Should insolvency law redistribute? Is pari passu even a good rule?
Pari passu is said to be entrenched in law, but so too is idea that liquidator takes assets as he finds them. Pari passu does not prevent a company's assets becoming extensively encumbered by earlier contractual security and quasi-security agreements, so rather than promoting equality per se on a mandatory, widespread basis, it is probably more accurate to describe it as promoting equality among equals (i.e. unsecured creditors) on a residual basis. While British Eagle seems to promote the dominance of the pari passu rule, it doesn't explain the rationale for the rule, or why equality amongst equals is the dominant ideology. Indeed, it is arguable that insolvency law should not attempt to achieve equality per se, but rather achieve fairness - Many US scholars say pari passu is not the proper basis for insolvency distribution. Should devise scheme that allocates loss to those most able to bear it, and most vulnerable creditors should receive a larger portion of pie. Legislative redistributive regimes (arguably exceptions to pari passu): Besides, there are clearly re-distributive regimes prescribed by legislation (indeed they create certain rules allowing re-distribution and then apply pari passu internally so that those rules can't be avoided either). For instance legislative regimes designed to prevent floating charges from unfairly 'scooping the asset pool':
- E.g. Preferential debts S175 IA Preferential debts take priority over a floating charge and so in one sense are an exception to pari passu. These mainly include employee's claims now (Crown preference abolished).

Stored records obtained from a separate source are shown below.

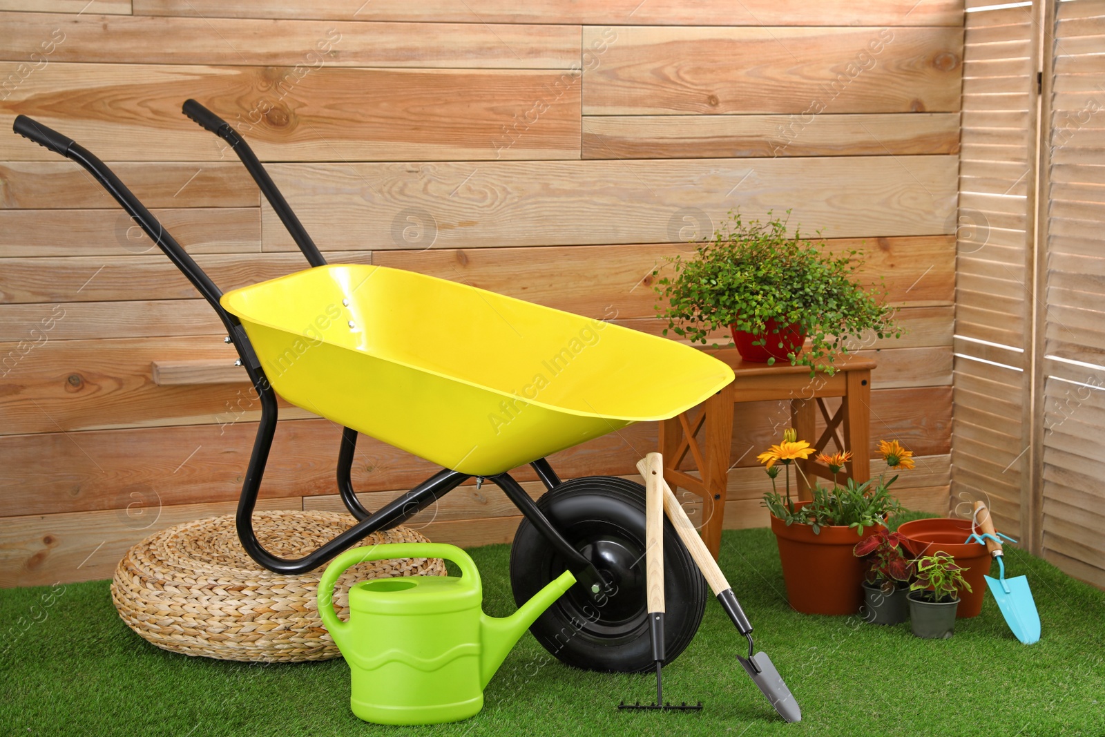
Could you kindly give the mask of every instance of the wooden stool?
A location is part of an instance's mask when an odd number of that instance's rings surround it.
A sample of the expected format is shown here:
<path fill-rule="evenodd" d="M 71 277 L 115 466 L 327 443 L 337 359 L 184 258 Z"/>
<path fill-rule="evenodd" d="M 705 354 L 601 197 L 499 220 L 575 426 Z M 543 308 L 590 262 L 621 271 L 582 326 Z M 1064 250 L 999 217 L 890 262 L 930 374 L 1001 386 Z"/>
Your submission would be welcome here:
<path fill-rule="evenodd" d="M 751 364 L 740 359 L 736 348 L 708 350 L 715 358 L 725 361 L 737 375 L 733 383 L 699 404 L 702 410 L 692 419 L 691 411 L 660 423 L 660 452 L 664 455 L 664 478 L 675 488 L 682 486 L 703 498 L 703 525 L 699 529 L 706 547 L 717 558 L 722 545 L 722 522 L 725 517 L 726 477 L 729 471 L 729 445 L 733 441 L 733 406 L 738 402 L 762 400 L 790 400 L 791 425 L 798 431 L 798 439 L 812 442 L 821 452 L 829 440 L 836 448 L 852 451 L 853 459 L 845 466 L 845 474 L 857 483 L 871 477 L 871 360 L 845 359 L 836 364 L 832 376 L 818 372 L 810 377 L 807 366 L 791 366 L 778 361 L 775 366 Z M 827 397 L 840 397 L 840 408 L 830 414 L 825 407 Z M 817 441 L 815 410 L 821 411 L 825 429 Z M 693 410 L 692 410 L 693 411 Z M 843 425 L 843 436 L 840 434 Z M 695 439 L 703 431 L 702 441 Z M 778 442 L 776 439 L 774 442 Z M 765 446 L 764 450 L 767 450 Z M 691 453 L 701 478 L 692 476 L 678 466 Z M 811 456 L 796 461 L 806 476 L 832 478 L 829 467 Z M 810 489 L 802 478 L 798 478 L 798 498 L 809 499 Z"/>

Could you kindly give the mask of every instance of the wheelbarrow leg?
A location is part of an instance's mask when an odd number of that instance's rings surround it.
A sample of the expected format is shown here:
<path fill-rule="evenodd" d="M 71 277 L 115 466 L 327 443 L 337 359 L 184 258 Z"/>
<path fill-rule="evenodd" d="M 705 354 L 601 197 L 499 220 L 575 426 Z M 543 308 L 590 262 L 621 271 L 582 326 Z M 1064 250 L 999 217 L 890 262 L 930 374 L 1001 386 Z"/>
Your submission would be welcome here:
<path fill-rule="evenodd" d="M 341 449 L 338 451 L 338 494 L 341 502 L 358 520 L 366 519 L 372 513 L 365 508 L 352 489 L 352 456 L 357 450 L 357 431 L 351 428 L 341 429 Z"/>
<path fill-rule="evenodd" d="M 545 462 L 548 465 L 548 462 Z M 548 467 L 551 473 L 551 466 Z M 538 471 L 540 473 L 540 471 Z M 552 473 L 552 477 L 556 474 Z M 487 480 L 495 483 L 496 486 L 503 489 L 506 497 L 514 503 L 514 506 L 518 507 L 518 512 L 529 520 L 529 524 L 537 528 L 537 531 L 549 541 L 550 545 L 556 549 L 560 557 L 564 558 L 568 570 L 572 572 L 576 577 L 576 581 L 579 586 L 587 589 L 590 594 L 596 599 L 601 599 L 603 597 L 611 594 L 611 582 L 603 578 L 602 573 L 599 572 L 594 564 L 583 557 L 579 550 L 573 548 L 568 540 L 564 538 L 560 530 L 556 528 L 552 522 L 545 516 L 532 498 L 526 489 L 522 487 L 517 481 L 508 473 L 501 473 L 497 476 L 487 476 Z M 545 478 L 543 477 L 544 482 Z M 546 484 L 547 485 L 547 484 Z"/>
<path fill-rule="evenodd" d="M 537 477 L 541 480 L 541 483 L 545 484 L 545 488 L 548 491 L 551 492 L 560 485 L 560 477 L 556 475 L 556 471 L 552 471 L 552 466 L 549 465 L 547 460 L 537 459 L 529 465 L 537 472 Z"/>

- E.g. Prescribed part S176A Insolvency Act -- allocates proportion of floating charge realisations to unsecured creditors (rationale is explicitly re-distributive). While this seems to undermine pari passu, confusingly, the prescribed part is also abated rateably amongst unsecured creditors - paradox of both exception to and application of the rule internally. Plus Courts plc shows that although prescribed part seems to be an exception to pari passu, pari passu actually reinforces the natural construction of s176A precluding the court from dis-applying it in part, e.g. by excluding creditors with claims of less than a specified amount. Imagine you're under-secured as a creditor (shortfall re what creditor owed and what assets would realise). Can you then say that the part of your debt which is unsecured means you can share in the prescribed part as you're an unsecured creditor?
Airbase Services also says you cannot share in prescribed part if part of your debt is unsecured but partly secured. The charge holder could only claim a portion of the prescribed part if the unsecured debts were discharged in full. So pari passu cannot be invoked so as to entitle the holder of a floating charge to share in the prescribed part, since the general principle must give way to the express terms of s176A(2).